Following legal representation from Patient Claim Line, our client was awarded £17,500 by St George’s Healthcare NHS Trust. The hospital admitted failings in identifying, diagnosing and treating a tibial fracture.
In July 2018, our 53-year-old client began to feel pain in the front of her left leg which became more prominent when she stood.
Gradually, the pain worsened, and she developed a limp. In August 2018, our client attended her GP where she was prescribed analgesia and told to return if there was no improvement. Two weeks later, she returned to the GP with worsening pain.
The GP referred our client to St George’s Healthcare NHS Foundation Trust for an x-ray. It was here the trust confirmed that a stress fracture needed to be excluded and on 21st August 2018, our client underwent x-ray at the trust, but no definite fracture was identified.
She was told to continue with physiotherapy, which she did and was also signed off work.
On 27th September 2018, our client requested further imaging of her leg from her physiotherapist. The Physiotherapist noted that the pain had worsened and was so severe that she was now unable to weight bear on that leg.
Our client was referred for further imaging and had an MRI scan at the same trust on 26 October 2018.
The MRI scan detected a stress fracture of proximal tibial diaphysis evolved toward complete cortical fracture with inflammatory component.
Our client was immobilised and was in plaster until 4th February 2019, when bone union was finally achieved.
At this stage, it was noted that she would require around six months of rehabilitation.
Following the injuries sustained, our client brought an action against St George’s and Patient Claim Line’s Assistant Litigation Executive, Sophie McGarry took on the case.
It was alleged that the trust was negligent in failing to identify, diagnose and treat a tibial fracture from the x-ray of 21st August 2018.
As well as this, our client wanted to explore further if the trust failed to adequately investigate and manage the stress fracture from 21st August 2018.
From the evidence our client had to hand, the initial images from 21st August 2018 looked to visibly show a tibial fracture with periosteal reaction.
Because of this, Sophie investigated whether there was a failure to diagnose our client’s fracture on 21st August 2018 and why, as well as if there was a delay in diagnosis (and management) of the fracture.
Questions followed, including whether the initial x-ray would have made a difference if the fracture was appropriately diagnosed, and whether an MRI scan and Orthopaedic opinion would have been sought on within a few days.
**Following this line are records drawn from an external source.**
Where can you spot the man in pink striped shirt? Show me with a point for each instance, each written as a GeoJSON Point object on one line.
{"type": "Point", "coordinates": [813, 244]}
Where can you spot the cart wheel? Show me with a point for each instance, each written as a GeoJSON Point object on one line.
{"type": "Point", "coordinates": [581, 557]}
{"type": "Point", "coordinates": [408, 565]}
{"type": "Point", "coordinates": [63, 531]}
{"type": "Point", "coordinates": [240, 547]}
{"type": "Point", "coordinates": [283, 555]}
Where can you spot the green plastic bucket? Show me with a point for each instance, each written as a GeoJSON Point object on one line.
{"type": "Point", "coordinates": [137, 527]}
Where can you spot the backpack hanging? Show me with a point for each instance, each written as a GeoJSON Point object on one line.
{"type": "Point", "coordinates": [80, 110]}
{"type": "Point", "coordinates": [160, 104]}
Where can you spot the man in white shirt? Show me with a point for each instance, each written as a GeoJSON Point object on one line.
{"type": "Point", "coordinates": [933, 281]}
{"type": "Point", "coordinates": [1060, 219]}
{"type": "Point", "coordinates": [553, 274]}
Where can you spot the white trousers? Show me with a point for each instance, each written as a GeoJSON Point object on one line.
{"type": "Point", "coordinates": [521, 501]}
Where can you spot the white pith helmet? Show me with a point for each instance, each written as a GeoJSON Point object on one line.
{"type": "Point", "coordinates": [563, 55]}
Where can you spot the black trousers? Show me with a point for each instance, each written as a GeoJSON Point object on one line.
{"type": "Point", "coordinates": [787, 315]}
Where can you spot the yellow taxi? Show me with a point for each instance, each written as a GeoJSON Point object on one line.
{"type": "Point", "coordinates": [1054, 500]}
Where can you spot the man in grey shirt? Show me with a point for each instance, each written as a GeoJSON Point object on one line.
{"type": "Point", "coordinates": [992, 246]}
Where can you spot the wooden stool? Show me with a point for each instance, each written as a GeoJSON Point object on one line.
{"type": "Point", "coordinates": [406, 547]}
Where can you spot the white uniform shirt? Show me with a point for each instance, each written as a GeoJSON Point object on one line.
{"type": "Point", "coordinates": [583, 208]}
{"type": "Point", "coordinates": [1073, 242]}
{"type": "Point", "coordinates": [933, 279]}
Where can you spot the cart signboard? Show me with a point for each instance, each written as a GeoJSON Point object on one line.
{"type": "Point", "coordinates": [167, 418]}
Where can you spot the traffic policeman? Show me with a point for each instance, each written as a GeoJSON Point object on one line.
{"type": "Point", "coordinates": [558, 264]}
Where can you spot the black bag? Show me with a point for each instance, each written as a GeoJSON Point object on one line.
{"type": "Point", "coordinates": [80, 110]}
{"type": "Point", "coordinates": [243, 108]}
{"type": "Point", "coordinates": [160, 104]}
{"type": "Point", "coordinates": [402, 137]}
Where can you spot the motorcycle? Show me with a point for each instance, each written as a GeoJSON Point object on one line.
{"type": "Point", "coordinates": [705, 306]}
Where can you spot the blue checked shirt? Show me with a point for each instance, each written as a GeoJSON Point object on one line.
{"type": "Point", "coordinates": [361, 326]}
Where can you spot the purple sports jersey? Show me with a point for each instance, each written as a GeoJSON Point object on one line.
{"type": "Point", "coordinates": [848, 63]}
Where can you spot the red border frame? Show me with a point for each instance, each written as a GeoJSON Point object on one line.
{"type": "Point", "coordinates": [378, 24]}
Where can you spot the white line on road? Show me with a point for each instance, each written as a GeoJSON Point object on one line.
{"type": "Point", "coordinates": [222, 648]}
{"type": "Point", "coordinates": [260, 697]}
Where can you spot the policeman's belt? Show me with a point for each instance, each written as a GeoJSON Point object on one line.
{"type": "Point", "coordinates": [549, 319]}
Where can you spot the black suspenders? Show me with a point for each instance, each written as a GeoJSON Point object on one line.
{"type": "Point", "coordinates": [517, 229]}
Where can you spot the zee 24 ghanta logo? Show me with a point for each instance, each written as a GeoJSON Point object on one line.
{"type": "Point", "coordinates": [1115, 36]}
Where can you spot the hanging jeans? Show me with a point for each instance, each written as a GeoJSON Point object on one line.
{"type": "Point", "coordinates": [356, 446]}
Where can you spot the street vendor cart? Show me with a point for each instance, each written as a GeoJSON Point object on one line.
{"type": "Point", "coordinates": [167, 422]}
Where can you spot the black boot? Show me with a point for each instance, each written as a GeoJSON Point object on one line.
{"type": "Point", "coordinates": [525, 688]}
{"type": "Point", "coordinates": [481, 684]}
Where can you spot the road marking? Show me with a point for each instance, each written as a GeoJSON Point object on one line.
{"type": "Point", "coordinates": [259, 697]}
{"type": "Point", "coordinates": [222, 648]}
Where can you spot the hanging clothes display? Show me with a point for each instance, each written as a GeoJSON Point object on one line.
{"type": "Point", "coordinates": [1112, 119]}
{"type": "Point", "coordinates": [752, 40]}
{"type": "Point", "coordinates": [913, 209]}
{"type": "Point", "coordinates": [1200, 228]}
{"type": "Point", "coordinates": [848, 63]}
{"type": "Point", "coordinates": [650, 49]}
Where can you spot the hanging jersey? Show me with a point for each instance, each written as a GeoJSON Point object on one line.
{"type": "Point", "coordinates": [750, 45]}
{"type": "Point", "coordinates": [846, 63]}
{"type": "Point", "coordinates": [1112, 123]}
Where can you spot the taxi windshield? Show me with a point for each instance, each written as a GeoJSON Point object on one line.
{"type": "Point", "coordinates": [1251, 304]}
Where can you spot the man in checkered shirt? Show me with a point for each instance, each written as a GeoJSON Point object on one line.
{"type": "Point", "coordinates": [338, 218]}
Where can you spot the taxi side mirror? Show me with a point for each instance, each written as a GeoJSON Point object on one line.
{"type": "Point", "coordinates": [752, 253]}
It was later identified that, but for the failure to recognise the fracture, our client would have received treatment for her fracture by 26 August 2018 at the very latest; exactly two months sooner than she did (MRI actually being performed on 26 October 2018).
PCL’s legal work also concluded that the delay in diagnosis led to two months of failure to treatment of the tibial stress fracture.
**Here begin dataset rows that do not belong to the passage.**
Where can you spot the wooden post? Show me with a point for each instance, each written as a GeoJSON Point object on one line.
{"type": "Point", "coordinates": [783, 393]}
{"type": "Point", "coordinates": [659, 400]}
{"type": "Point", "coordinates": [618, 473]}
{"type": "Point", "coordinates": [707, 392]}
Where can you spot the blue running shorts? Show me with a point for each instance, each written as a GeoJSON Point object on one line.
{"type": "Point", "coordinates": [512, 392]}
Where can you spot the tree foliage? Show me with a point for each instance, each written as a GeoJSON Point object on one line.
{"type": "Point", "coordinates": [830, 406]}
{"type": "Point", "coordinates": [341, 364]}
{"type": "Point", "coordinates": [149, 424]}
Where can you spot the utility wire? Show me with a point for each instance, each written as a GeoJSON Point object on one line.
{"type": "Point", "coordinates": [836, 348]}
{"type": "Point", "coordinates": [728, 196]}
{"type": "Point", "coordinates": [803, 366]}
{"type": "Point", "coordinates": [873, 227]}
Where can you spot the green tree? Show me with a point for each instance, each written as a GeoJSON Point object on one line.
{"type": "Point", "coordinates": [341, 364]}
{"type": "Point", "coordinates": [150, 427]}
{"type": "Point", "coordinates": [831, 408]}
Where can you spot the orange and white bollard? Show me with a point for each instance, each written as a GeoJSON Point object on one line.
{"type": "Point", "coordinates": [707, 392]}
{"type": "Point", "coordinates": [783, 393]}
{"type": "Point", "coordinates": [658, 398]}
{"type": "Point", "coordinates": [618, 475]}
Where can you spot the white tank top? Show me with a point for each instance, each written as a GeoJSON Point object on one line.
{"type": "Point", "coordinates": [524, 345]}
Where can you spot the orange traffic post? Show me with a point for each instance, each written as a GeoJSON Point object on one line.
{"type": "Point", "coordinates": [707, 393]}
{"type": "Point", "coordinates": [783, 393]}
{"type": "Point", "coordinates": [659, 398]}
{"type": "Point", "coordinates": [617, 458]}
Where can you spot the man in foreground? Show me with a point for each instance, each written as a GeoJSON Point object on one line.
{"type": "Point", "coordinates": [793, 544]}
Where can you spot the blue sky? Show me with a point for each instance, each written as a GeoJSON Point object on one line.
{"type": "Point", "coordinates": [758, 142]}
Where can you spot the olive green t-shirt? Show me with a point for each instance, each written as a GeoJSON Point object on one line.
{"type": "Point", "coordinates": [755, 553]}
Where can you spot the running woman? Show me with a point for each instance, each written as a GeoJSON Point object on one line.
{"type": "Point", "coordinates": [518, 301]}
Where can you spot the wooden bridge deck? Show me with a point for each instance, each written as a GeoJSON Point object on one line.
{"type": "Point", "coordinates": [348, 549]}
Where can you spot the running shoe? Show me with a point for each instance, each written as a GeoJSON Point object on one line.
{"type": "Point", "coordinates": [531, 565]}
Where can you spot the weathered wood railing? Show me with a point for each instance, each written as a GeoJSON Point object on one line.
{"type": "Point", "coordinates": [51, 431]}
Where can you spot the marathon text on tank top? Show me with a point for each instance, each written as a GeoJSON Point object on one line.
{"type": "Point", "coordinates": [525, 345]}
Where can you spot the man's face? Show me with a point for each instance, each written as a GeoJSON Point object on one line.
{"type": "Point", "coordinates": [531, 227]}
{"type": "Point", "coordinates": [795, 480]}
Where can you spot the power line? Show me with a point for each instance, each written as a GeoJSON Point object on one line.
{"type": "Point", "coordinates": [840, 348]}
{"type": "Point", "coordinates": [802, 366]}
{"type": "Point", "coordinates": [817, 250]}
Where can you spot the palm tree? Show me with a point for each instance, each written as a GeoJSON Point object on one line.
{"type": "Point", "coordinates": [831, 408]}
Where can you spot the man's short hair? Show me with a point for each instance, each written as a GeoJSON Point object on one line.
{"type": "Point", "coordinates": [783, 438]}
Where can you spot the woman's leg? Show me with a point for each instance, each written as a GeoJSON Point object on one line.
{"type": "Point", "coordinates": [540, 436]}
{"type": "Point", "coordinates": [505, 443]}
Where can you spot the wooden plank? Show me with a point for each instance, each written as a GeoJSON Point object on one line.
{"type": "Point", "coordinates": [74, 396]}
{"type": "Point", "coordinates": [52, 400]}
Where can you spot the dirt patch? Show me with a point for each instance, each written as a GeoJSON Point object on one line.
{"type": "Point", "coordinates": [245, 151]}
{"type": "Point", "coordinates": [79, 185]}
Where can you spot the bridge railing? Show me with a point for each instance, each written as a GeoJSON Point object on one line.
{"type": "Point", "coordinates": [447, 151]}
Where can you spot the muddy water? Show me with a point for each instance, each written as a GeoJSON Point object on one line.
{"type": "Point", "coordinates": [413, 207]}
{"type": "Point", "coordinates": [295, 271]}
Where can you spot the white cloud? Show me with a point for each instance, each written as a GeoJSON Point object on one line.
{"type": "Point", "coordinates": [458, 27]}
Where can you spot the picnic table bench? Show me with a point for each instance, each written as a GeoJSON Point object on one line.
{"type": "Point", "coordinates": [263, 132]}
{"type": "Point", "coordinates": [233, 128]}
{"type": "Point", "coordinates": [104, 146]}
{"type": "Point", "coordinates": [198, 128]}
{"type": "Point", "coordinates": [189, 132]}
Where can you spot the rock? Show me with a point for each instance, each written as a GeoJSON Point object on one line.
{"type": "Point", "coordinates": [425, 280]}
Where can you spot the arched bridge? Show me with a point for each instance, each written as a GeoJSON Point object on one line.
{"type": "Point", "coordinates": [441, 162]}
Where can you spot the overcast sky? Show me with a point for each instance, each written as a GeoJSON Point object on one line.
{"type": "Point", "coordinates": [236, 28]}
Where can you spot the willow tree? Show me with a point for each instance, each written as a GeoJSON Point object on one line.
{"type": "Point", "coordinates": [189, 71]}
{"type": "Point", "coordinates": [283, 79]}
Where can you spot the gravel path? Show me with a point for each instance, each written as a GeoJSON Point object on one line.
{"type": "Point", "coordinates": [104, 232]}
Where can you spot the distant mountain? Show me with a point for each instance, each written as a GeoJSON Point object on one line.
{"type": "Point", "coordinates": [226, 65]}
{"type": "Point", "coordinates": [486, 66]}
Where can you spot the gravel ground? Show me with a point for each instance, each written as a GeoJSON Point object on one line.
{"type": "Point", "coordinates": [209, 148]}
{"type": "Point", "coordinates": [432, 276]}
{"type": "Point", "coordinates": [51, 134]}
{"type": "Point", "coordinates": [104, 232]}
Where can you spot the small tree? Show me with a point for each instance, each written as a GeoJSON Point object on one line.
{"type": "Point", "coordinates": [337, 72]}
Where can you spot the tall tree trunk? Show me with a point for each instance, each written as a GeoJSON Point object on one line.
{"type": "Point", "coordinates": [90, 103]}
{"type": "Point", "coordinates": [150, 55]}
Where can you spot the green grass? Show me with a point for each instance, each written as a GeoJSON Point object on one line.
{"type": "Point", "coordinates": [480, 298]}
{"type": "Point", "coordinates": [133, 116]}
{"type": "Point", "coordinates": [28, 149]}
This allowed progression of the fracture from a partial cortical fracture to a complete cortical fracture and, on the balance of probabilities, increased our client’s time in plaster by a further two months.
This then led to four months of increased, avoidable treatment and care needs, overall.
Finally, this increase in time and severity of injury led to further deconditioning as evidenced by stiffness in our client’s knee and reduced muscle bulk in the calf. Our client suffered an increase in physiotherapy needs and suffered loss of earnings from the time needed away from work.
A final settlement was awarded for £17,500 with our client commenting.
“I had excellent service all the way through this experience. The communication between my case handler Sophie McGarry and myself was fantastic and really led to the positive experience I had. Thank you for all the empathy and understanding how I felt about everything. Really impressive service and I highly recommend. A special thank you to Sophie for her outstanding work”.
In response to the positive settlement, Sophie concluded:
“I hope that the compensation my client has received provides some form of recognition of the failure in this case and will assist her in moving on from this ordeal. This case highlights how a simple stress fracture can evolve and worsen when left undiagnosed and untreated, which can have a great impact on patients’ lives for a significant amount of time. It has been a pleasure dealing with this case and I am delighted with the outcome. I wish my client all the best for the future.”